Auch dem Sportartikelhersteller Nike schrieben zahlreiche Nutzer, sie würden ihre Schuhe verbrennen, weil Nike für eine Kampagne den ausgemusterten US-Football-Star Colin Kaepernick engagierte, der beim Abspielen der US-Hymne aus Protest gegen die Diskriminierung von Schwarzen lieber kniete, statt zu stehen.
Werbung positioniert sich also zunehmend auch politisch, Unternehmen mischen sich ein – greifen politische Debatten auf – aus gesellschaftlicher Überzeugung oder um die ein oder andere Zielgruppe zu erreichen.

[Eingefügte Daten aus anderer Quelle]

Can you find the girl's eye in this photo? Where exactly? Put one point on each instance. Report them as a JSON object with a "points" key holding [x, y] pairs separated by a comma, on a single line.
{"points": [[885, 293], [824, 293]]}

Als Konsument findet Werber Matthias Richel: "Für mich ganz persönlich ist jede Werbung, die mit Sexismus spielt, die auf Unterdrückung von Frauen geht und nicht augenzwinkernd mit Geschlechterrollen umgeht, finde ich absolut unangebracht und schädlich. Ich finde schon, dass da jede Beschwerde richtig ist. Wie man es anders machen kann, zeigt Astra – das Bier aus Hamburg – seit Jahren. Die schießen auch mal übers Ziel hinaus, trotzdem machen die immer noch so lustige oder augenzwinkernde Kampagnen, wo man Klischees aufgreift, wo man gesellschaftliche Werte und Wandel aufgreift und die trotzdem übersetzt in eine Markensprache, die jeder versteht und jeder sich damit identifizieren kann."